Humaniste et érudit, Claude Vigée pratique également six langues : le dialecte alsacien, le français, l’espagnol, l’anglais, l’allemand et l’hébreu. L’année 2008 est très porteuse pour le poète : c’est l’année de la fondation de l’Association des Amis de Claude Vigée mais aussi, au plan éditorial, de la parution des œuvres poétiques bilingues : Mon heure sur la terre et Mélancolie solaire, recueil d’entretiens composés de souvenirs littéraires. Le reportage s’achève sur des images de la séance de signatures qui suit la lecture de Claude Vigée à la librairie Kléber, la foule présente témoigne de la vitalité de l’oeuvre du poète auprès du public.

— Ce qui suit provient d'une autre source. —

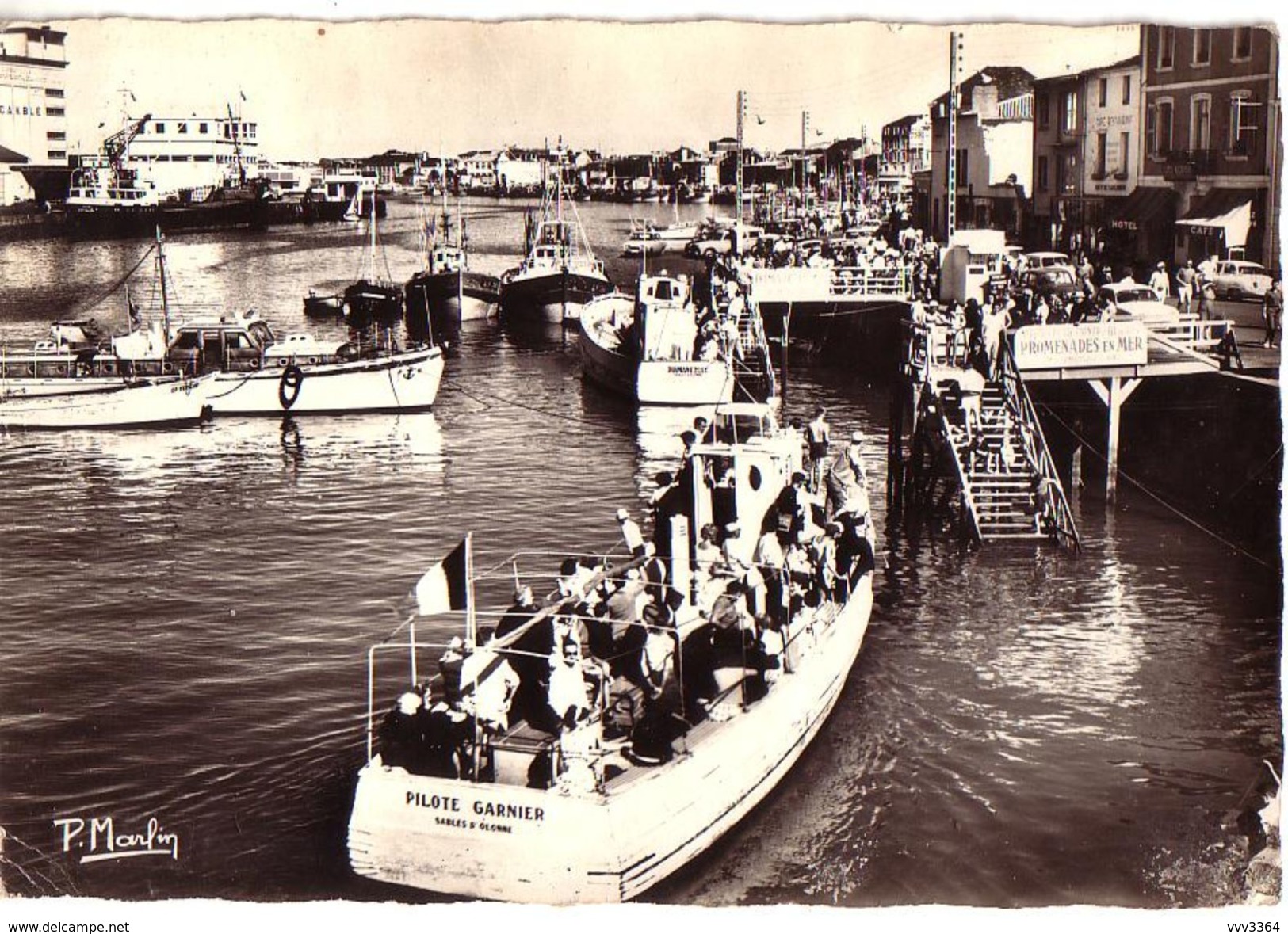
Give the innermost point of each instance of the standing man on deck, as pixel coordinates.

L’autre recueil qu’il présente à Bischwiller, Langue d’amour, est amplement illustrée de photographies de Claude Vigée en compagnie de sa femme, Evy, et lui est dédié. Il porte en épigraphe cette citation, tirée du « Passage du Vivant » publié en 2001 et programmatique : « Tant que des poètes s’engagent à la faire vivre en y consacrant les efforts conjugués de leur intelligence et de leur cœur, une langue populaire intacte, fût- elle diminuée et décriée, peut échapper à la destruction définitive programmée par ceux qui la frappent d’interdit, ou simplement l’ignorent comme une survivance négligeable (…) ». Il s’agit bien, là encore, de revendiquer une identité linguistique. La présentation du recueil dans sa ville natale de Bischwiller est à cet égard doublement symbolique. Le corps du recueil se compose de deux longs poèmes : « Les Orties noires » et « Le Feu d’une nuit d’hiver », présentés dans leur langue originale, le bas-alémanique, première langue de Claude Vigée. Le volume se clôt sur un poème intitulé « La gravité perdue », inspiré par Evy treize mois avant sa mort.
Quant à Claude Vigée, il est décédé le 2 octobre 2020 à l’âge de 99 ans et a souhaité être inhumé à Bischwiller, sa ville natale.